Sheedy’s late-twenties-onset burnout could easily be explained as the inevitable result of an overachieving childhood and adolescence. Perhaps only Brooke Shields’s precocious early résumé has been chronicled so often in print: At 6, Sheedy danced with the American Ballet Theater; by the age of 12, she’d written a best-selling children’s book, She Was Nice to Mice, and before she’d graduated from high school, she’d been published in Ms. and the New York Times. She started acting in commercials with the goal of financial independence. “My mother and my father both grew up in dire poverty and made incredible lives for themselves and were high achievers,” she says. “That was the reality of my family. No one had to say anything. They were living examples.”

Sheedy’s mother, the prominent literary agent Charlotte Sheedy, is a lesbian (her parents divorced in 1971), and much has been made in the tabs of Sheedy’s hinting that the graphic sex scenes in the film do not mark her first involvement with women. Sheedy says she already “knew that world” heading into the shooting. “It’s a lot easier for me to do a sex scene with a woman,” she stresses. “In High Art, I got to be the guy, the one with experience and confidence. In most movies, I’d lie there as an accessory, moaning at a man’s heightened masculine quality.
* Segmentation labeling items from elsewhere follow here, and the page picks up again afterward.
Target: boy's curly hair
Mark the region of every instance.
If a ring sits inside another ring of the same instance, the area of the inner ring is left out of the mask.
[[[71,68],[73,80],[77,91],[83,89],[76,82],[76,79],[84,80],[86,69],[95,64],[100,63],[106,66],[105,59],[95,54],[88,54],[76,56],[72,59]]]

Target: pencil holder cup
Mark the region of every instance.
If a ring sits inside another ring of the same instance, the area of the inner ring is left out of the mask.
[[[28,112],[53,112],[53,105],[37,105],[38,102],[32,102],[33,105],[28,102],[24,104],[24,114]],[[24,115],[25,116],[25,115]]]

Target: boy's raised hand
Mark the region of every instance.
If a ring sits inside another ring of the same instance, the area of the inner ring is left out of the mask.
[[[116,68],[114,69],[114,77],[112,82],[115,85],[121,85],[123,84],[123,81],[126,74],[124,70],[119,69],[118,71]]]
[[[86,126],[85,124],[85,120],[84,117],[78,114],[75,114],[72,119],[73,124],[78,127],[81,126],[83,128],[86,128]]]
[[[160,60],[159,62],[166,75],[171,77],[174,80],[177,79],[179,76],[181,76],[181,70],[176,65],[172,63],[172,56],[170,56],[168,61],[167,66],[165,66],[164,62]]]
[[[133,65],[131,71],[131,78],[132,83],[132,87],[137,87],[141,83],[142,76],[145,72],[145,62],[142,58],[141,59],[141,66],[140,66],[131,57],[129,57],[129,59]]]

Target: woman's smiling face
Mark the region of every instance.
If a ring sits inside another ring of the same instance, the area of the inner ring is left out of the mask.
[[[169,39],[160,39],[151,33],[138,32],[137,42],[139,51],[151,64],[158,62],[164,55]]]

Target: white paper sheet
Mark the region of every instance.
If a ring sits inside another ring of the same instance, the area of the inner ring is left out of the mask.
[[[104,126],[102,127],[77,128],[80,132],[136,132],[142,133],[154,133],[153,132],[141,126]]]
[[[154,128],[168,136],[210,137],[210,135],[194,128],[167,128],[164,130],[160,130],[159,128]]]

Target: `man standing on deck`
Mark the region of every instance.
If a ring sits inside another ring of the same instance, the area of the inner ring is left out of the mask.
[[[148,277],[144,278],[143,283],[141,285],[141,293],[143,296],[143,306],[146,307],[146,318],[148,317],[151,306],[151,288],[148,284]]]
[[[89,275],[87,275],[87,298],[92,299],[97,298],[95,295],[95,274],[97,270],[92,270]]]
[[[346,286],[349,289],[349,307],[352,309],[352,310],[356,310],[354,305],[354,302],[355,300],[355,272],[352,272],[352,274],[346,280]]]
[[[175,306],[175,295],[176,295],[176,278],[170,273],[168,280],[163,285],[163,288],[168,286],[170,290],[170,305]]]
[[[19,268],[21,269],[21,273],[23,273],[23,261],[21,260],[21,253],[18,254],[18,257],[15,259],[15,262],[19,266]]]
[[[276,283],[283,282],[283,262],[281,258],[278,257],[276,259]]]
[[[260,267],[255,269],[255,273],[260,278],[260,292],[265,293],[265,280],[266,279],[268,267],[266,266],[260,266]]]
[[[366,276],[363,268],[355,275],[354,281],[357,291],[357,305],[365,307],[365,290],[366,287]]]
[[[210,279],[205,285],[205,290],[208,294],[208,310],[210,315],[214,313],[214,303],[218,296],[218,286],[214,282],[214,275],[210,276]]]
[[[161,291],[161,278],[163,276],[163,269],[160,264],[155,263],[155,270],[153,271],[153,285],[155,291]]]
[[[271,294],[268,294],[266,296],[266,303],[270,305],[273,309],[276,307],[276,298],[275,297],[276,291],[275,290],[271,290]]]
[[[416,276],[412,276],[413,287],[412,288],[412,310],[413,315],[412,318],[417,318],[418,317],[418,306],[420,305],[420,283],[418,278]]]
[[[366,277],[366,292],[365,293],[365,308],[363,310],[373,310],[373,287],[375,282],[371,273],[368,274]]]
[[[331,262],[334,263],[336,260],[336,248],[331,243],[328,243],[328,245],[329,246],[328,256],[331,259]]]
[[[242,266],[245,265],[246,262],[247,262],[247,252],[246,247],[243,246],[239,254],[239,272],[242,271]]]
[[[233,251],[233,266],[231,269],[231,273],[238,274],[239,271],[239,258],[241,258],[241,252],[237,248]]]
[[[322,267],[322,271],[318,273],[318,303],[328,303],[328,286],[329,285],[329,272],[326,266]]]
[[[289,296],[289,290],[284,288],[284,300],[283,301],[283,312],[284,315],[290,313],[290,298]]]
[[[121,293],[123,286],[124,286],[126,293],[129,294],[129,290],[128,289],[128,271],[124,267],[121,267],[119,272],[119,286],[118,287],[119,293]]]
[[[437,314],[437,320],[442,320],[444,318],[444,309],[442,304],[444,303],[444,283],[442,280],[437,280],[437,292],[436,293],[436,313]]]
Then there’s the tit shot.”

Sheedy clearly isn’t what you could call coolly detached about the Hollywood scene. “L.A. was disgusting,” she says flatly. “Everyone was wearing designer clothes and kissing asses at parties, where all the people were disgusting.” But she does seem unconflicted about her erratic career path. “I hate bullshit. People are most themselves when they’re honest. And when you don’t want anything,” says Sheedy, “you can be very honest.”